Logan shook his head, setting his jaw. This was a miracle, a gift, and he would look at it as such. “You did nothing of the sort. We’re having a baby….we’re having a baby.”
“I’m having our baby.” She emphasized the “I” and “our”.
He wasn’t sure he liked the implication there. It was breaking his heart that she didn't want him involved. Did she really feel nothing for him?
“What do you mean?” he asked.
“We’ll work it out,” she assured, but he wasn’t sure he believed her and that idea terrified him.
Chapter 8
Fourteen Months Later…
Julie rubbed her back and blew her hair out of her face, sweaty little tendrils still clinging to her cheeks. It was unseasonably warm in Los Angeles, and her air conditioning was off for the season. It would come back on in May, but who had expected the city to hit ninety degrees in winter?
Julie wasn’t the only one struggling, wasn’t the only one cranky and miserable. Little Gregory Logan had been crying for hours. The doctor suspected colic, but Julie thought maybe he missed his father, as strange as that seemed. Greg was so little that Julie didn’t figure that he knew Daddy from Grandpa and Pop, but she couldn’t deny that he seemed to have a connection with Logan that he didn’t have with the other men in his young life.
Logan would be on TV later, not that Greg had any idea what his father did or where he was. Maybe there would be a package video on Logan, possibly an interview, but did that really matter? Why did Julie hang on for any little glimpse she could get of him in his public life? Why did every glimpse of him still make her heart flutter and body respond with need? Why weren’t his visits and time with Greg enough?
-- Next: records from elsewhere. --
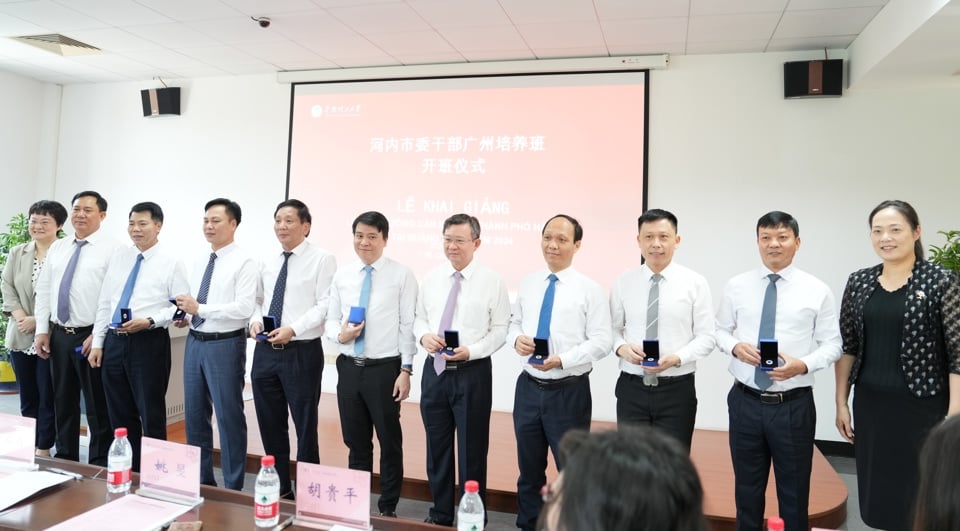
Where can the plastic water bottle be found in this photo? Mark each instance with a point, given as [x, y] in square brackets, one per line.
[266, 497]
[470, 514]
[119, 462]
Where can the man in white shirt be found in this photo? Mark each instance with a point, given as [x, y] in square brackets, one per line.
[288, 362]
[666, 302]
[456, 391]
[376, 352]
[225, 283]
[567, 313]
[66, 308]
[772, 413]
[130, 338]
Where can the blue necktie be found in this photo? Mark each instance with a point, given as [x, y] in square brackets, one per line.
[63, 293]
[204, 289]
[358, 345]
[128, 289]
[768, 327]
[276, 303]
[546, 309]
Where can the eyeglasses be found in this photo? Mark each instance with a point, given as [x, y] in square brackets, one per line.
[459, 242]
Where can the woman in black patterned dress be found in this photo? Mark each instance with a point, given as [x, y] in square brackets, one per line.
[900, 322]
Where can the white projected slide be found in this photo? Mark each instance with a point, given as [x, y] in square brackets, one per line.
[512, 151]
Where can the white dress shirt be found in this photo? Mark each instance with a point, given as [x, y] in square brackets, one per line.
[310, 271]
[232, 296]
[87, 280]
[388, 327]
[807, 326]
[580, 330]
[482, 312]
[685, 320]
[162, 276]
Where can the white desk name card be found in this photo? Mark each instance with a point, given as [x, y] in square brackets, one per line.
[17, 435]
[332, 498]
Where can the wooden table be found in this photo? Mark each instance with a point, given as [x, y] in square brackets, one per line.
[221, 509]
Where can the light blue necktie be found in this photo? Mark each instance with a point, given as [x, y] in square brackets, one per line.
[546, 309]
[364, 303]
[279, 290]
[63, 294]
[128, 289]
[768, 327]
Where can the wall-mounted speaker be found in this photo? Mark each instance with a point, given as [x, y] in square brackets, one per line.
[158, 102]
[811, 79]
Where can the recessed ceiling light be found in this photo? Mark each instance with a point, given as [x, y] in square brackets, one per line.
[59, 44]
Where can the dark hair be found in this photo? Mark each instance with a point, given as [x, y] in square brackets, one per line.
[156, 213]
[632, 478]
[777, 219]
[375, 220]
[577, 229]
[907, 212]
[656, 214]
[303, 212]
[101, 202]
[231, 207]
[938, 495]
[460, 219]
[49, 208]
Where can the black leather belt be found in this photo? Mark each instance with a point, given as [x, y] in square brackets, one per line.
[662, 380]
[214, 336]
[72, 330]
[122, 332]
[461, 365]
[557, 383]
[773, 398]
[361, 361]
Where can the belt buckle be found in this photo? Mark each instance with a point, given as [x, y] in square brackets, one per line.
[771, 398]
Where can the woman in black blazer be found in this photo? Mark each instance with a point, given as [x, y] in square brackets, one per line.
[900, 322]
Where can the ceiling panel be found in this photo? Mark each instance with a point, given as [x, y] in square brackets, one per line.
[748, 26]
[818, 23]
[628, 9]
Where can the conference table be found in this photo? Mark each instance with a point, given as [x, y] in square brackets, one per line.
[221, 509]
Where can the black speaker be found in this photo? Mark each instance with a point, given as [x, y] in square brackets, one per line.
[810, 79]
[157, 102]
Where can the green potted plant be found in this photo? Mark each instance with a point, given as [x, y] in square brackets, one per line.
[17, 233]
[948, 256]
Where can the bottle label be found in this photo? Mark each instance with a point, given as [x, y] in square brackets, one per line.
[118, 477]
[266, 510]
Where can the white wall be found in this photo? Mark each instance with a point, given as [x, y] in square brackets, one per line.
[724, 149]
[29, 123]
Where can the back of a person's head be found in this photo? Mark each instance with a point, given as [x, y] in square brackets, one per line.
[632, 478]
[938, 496]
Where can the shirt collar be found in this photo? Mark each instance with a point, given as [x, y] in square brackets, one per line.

Very few people knew Logan was Greg’s father. Julie’s parents knew, of course, as did Logan’s, and his sister and niece. But nobody else, not even Belle, knew who the father was. If Belle chose to get out of her own little self-centered bubble for a moment, she might be able to do the math and figure out a timeline, but as it was, in the “All Belle, All the Time” show that was her life, she didn’t care beyond saying she thought Greg was cute.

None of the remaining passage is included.